Indian fund assets could more than triple to $500 billion in the next five years, with half of that held in global products as investors seek diversified portfolios, the head of ING Groep's Indian fund arm said.

India's booming economy has boosted incomes, while a buoyant stock market has helped draw more household savings into mutual funds in this nation of more than a billion people.

If India sustained its over 8 percent annual growth and savings rate of about 35 percent, the fund industry could easily expand by a quarter annually, Vineet Vohra, chief executive of ING Investment Management (India) Pvt Ltd, said on Wednesday.

This market is potentially on its way to becoming the biggest market outside of Japan, Vohra, whose firm managed assets worth $2.3 billion, told Reuters in an interview.

Indian fund industry, which has attracted top global asset managers such as American International Group Inc and JPMorgan this year, has seen its assets under management surge 81 percent to $140 billion in the 12 months to end-October.

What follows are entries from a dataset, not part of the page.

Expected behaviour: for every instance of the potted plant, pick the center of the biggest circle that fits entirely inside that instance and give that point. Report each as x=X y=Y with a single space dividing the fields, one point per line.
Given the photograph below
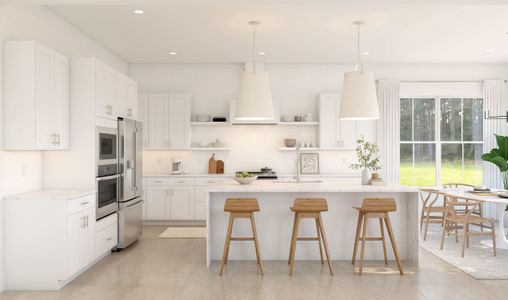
x=499 y=157
x=368 y=159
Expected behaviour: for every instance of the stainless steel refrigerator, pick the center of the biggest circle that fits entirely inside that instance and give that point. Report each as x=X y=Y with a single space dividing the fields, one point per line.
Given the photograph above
x=130 y=203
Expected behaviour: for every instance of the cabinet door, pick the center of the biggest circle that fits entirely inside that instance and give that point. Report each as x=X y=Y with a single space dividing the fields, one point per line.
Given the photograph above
x=105 y=92
x=60 y=101
x=121 y=97
x=347 y=137
x=157 y=203
x=143 y=117
x=132 y=100
x=328 y=120
x=88 y=237
x=45 y=138
x=75 y=226
x=158 y=110
x=182 y=203
x=179 y=123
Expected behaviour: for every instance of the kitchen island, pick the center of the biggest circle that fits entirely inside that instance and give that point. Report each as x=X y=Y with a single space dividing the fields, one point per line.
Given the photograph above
x=275 y=220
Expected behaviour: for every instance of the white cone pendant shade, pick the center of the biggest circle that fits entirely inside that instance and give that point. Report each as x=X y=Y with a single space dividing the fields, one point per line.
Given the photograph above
x=254 y=97
x=359 y=98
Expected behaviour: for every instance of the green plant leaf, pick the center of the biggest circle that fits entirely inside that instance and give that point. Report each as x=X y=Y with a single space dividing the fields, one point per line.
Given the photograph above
x=502 y=143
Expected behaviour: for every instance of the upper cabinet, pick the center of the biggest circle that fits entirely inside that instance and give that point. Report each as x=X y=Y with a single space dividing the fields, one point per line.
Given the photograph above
x=167 y=121
x=36 y=97
x=116 y=94
x=341 y=134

A 43 percent annual rise in the key BSE index in the past five years has lured droves of investors to mutual funds, which gobbled up 4.8 percent of household savings in 2006/07, from 0.4 percent two years earlier, central bank data showed.

Foreign portfolio investors have moved about $16 billion to Indian stocks this year, double that in 2006, and helped the benchmark hit a series of record highs in the past two months.

We are 2 percent of the world (economy) but we put 100 percent of our money in that 2 percent of the world, he said, adding India was the best performing market only once in the last 20 years.

The BSE index has risen 37.4 percent so far this year, but domestic investors are looking to diversify their portfolio by buying into funds that invest overseas.

In February last year, the authorities relaxed rules and allowed Indian funds to invest freely in global stocks, gradually raising the total the industry could invest in foreign stocks to $5 billion.

I can see Indians already shopping around the world, living around the world and probably now investing around the world as well, said Vohra, who joined the firm from Citibank in July.

There are 14 funds now that offer investors exposure to global markets, compared with just two at the start of 2007, while their assets have leapt five times to $2.8 billion.

More the linkages grow, the more you realise that you can't be limited by just one market place, Vohra, whose firm launched a global real estate fund this month, said.

Vohra, who plans to offer more global funds to Indians, said he saw his firm using the international opportunity to grow its asset management, portfolio management and advisory services.

Our chairman has been in the country thrice already in the last 12 months. India is in their minds a story that clearly have to be much bigger than where we are, Vohra said.